Entretanto, Deus possibilitou ao Profeta e seus seguidores fugirem de Meca e se unirem a um novo grupo de convertidos que tinha surgido entre as tribos de uma cidade ao norte, chamada Yathrib.  O Islã se propagou rapidamente através dos clãs de Yathrib, e dentro de um ano os muçulmanos se tornaram maioria na cidade.  O Profeta Muhammad foi então feito o governante, e o nome da cidade mudou para Medina an-Nabi (A Cidade do Profeta, que Deus o exalte), que foi então encurtado para “Medina.” Nos oito anos seguintes, os clãs de Meca e suas terras vizinhas empreenderam uma série de campanhas e batalhas mal sucedidas contra o estado islâmico emergente em Medina, que terminou com a invasão muçulmana de Meca.

Todo esse derramamento de sangue poderia ter sido evitado se apenas os Coraixitas e seus aliados tivessem sido capazes de produzir meras três linhas de poesia ou prosa contínua similar ao capítulo mais curto do Alcorão.  Portanto, não pode haver dúvida sobre a inimitabilidade do estilo literário do Alcorão, sobre o milagre de sua rima e a maravilha de seu ritmo.
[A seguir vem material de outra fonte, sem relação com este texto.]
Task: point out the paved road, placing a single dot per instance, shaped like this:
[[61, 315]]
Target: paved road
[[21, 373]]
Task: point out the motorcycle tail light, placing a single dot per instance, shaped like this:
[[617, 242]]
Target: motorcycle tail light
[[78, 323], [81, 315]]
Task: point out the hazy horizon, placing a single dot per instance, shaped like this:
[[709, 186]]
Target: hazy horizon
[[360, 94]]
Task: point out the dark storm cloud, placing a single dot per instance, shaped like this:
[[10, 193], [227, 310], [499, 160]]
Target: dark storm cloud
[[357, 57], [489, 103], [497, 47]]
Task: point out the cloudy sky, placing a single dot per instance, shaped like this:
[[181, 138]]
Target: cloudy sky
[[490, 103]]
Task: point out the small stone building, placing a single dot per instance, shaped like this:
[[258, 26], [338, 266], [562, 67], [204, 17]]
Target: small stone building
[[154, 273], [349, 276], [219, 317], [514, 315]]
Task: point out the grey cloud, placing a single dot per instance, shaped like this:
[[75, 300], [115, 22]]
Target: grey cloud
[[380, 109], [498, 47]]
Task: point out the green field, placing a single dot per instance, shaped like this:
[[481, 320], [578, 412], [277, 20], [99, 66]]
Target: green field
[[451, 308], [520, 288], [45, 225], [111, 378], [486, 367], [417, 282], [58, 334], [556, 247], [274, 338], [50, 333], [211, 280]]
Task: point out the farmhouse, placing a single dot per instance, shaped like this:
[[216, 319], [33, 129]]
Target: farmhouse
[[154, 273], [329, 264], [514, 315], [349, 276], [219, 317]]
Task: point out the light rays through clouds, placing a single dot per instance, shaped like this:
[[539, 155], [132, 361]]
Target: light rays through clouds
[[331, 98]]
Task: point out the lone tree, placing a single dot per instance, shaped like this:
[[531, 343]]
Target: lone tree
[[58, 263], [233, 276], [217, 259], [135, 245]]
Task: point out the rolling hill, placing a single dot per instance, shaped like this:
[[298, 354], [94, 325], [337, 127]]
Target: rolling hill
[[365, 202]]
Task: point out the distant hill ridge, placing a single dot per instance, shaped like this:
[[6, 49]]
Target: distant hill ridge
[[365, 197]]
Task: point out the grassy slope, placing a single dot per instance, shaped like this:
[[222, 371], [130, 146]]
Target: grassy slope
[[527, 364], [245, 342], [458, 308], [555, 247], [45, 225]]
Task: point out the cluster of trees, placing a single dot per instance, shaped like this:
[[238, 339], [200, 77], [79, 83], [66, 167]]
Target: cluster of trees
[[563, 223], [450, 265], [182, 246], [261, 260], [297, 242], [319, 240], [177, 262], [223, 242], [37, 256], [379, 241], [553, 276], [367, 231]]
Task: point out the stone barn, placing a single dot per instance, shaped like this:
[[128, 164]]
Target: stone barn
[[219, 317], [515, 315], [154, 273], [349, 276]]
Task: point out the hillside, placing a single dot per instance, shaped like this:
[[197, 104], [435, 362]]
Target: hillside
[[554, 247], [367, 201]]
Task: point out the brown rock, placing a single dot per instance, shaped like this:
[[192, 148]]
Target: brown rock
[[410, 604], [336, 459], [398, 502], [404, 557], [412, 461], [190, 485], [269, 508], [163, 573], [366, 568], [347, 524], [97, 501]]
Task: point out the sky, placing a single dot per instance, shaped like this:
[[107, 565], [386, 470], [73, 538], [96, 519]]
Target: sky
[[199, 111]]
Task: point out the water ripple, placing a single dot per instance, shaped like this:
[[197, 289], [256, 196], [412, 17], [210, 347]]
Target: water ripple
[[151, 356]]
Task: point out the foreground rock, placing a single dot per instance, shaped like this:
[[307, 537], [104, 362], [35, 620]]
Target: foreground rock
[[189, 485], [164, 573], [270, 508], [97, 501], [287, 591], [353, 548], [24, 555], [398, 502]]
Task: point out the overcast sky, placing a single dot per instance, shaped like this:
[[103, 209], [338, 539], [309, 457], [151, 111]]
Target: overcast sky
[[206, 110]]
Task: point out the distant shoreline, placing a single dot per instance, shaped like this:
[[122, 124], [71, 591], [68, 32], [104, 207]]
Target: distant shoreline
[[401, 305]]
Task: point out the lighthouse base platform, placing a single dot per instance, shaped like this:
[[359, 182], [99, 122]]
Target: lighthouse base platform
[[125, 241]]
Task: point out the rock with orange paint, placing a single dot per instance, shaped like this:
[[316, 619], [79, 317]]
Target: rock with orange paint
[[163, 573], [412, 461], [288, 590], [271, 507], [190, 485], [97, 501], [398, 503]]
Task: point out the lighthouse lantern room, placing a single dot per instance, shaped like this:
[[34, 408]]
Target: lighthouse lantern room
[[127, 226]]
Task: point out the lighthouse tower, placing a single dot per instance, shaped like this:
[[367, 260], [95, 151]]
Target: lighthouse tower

Foi sugerido que a inimitabilidade do Alcorão não é necessariamente única, porque grandes poetas ingleses como Shakespeare, Chaucer ou grandes poetas em qualquer idioma tendem a ter estilos únicos que os diferencia de seus contemporâneos.  Entretanto, se, por exemplo, alguns poetas de renome de hoje fizessem um estudo profundo dos escritos de Shakespeare e escrevessem um soneto no estilo de Shakespeare com uma tinta velha e em um papel velho, e então alegassem que tinham descoberto um poema perdido de Shakespeare, o mundo literário provavelmente aceitaria essa alegação, mesmo após estudo cuidadoso.  Portanto, mesmo o maior dos poetas pode ser imitado, não importa quão singular o seu estilo era, assim como os grandes pintores foram imitados.  [De fato, alguns eruditos ingleses consideram que muito do que tem sido atribuído a Shakespeare foi escrito por seu contemporâneo, Christopher Marlowe.]  O Alcorão, entretanto, está muito acima desse nível, já que tentativas para fraudar os capítulos foram feitas ao longo dos tempos e ainda assim nenhuma sobreviveu a um exame detalhado.  E, como foi mencionado antes, o incentivo para imitar o Alcorão era mais intenso durante o tempo de sua revelação, quando as habilidades literárias estavam em seu auge mais do que em qualquer outra época, e ainda assim não houve tentativa bem-sucedida.

[1] Coletado por al-Haakim, al-Bayhaqee, Aboo Ya’laa e Ibn Hishaam, e declarado hasan por lbraaheem al-’Alee em Saheeh as-Seerah an-Nabaweeyah, p.64.